I felt a sinking feeling inside. Kevin had already called her, so she had to know what was going on. She just didn’t give a damn. “No,” I said, “that’s okay.”
“Well, if you change your mind, just let me know,” Jenny said brightly. “In the meantime, I’ll see if I can track down your doctor.”
There was a different doctor on call during the day. “Hi, I’m Dr. Stone,” he introduced himself. “Jenny said you’re experiencing some stomach pain?”
“Yeah, a little,” I replied, shifting in my bed. “Probably from having my stomach pumped last night, right?”

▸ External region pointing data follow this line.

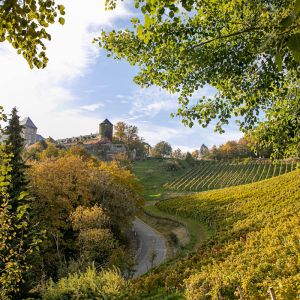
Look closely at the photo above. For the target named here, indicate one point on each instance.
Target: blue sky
(81, 86)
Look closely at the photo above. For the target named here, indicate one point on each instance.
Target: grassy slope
(153, 176)
(208, 175)
(198, 231)
(256, 245)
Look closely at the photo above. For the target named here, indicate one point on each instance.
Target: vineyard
(255, 243)
(209, 175)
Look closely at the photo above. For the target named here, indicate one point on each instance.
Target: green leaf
(296, 55)
(140, 31)
(278, 60)
(297, 7)
(294, 42)
(61, 21)
(148, 20)
(288, 21)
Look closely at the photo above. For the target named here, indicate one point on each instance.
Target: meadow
(207, 175)
(254, 245)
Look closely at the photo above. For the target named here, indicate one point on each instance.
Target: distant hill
(255, 244)
(209, 175)
(155, 172)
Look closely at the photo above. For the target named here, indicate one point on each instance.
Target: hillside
(154, 173)
(209, 175)
(255, 244)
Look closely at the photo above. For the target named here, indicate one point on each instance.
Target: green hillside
(210, 175)
(154, 173)
(255, 245)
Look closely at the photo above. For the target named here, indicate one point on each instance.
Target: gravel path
(149, 242)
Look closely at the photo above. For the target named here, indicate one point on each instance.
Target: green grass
(255, 243)
(153, 175)
(209, 175)
(198, 231)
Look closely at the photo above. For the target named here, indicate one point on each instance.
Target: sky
(81, 87)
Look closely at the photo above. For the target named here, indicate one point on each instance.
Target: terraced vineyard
(209, 175)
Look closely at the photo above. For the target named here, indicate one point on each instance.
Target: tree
(95, 238)
(204, 152)
(162, 149)
(177, 154)
(128, 134)
(195, 154)
(18, 241)
(60, 185)
(14, 145)
(23, 24)
(249, 51)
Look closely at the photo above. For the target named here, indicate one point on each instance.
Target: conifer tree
(14, 146)
(18, 241)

Dr. Stone frowned as he looked at my chart. “They didn’t ‘pump your stomach,’ Mr. Dorough. That’s hardly ever done these days. The NG tube was only put in place to give you activated charcoal, since you were unconscious.”
“Oh. Well, when can I get this taken out?” I asked, touching the tube in my nose.
The doctor ignored my question as he turned down the covers to examine me. “Let me know if this is tender,” he said, moving his fingers around my abdomen and pressing down in different places. It didn’t hurt until he hit a spot on the right side, just under my ribcage.
“Ow.” I winced. “Right there it is.”
I watched his face as he continued to palpate my side. I could tell something wasn’t right. “I think we’d better leave that tube in place for the time being,” he said after a few seconds. “We may need it to supply you with nutrients. I’m putting you on a strict NPO diet – that means nothing by mouth. This right upper quadrant tenderness you’re experiencing, along with the results of your latest set of labs, suggest there’s been some damage to your liver.”
My mouth went dry. “How much damage?” It seemed stupid to worry about liver damage when, less than a day ago, I had been ready to die, but since I was still alive, I guess I had a vested interest in how my liver was doing.
The doctor shook his head. “Only time will tell. We’ll need to run some more tests to get a better idea of what we’re dealing with.”
He kept saying “we,” but really, he meant me. It was my problem to deal with. I had done this to myself.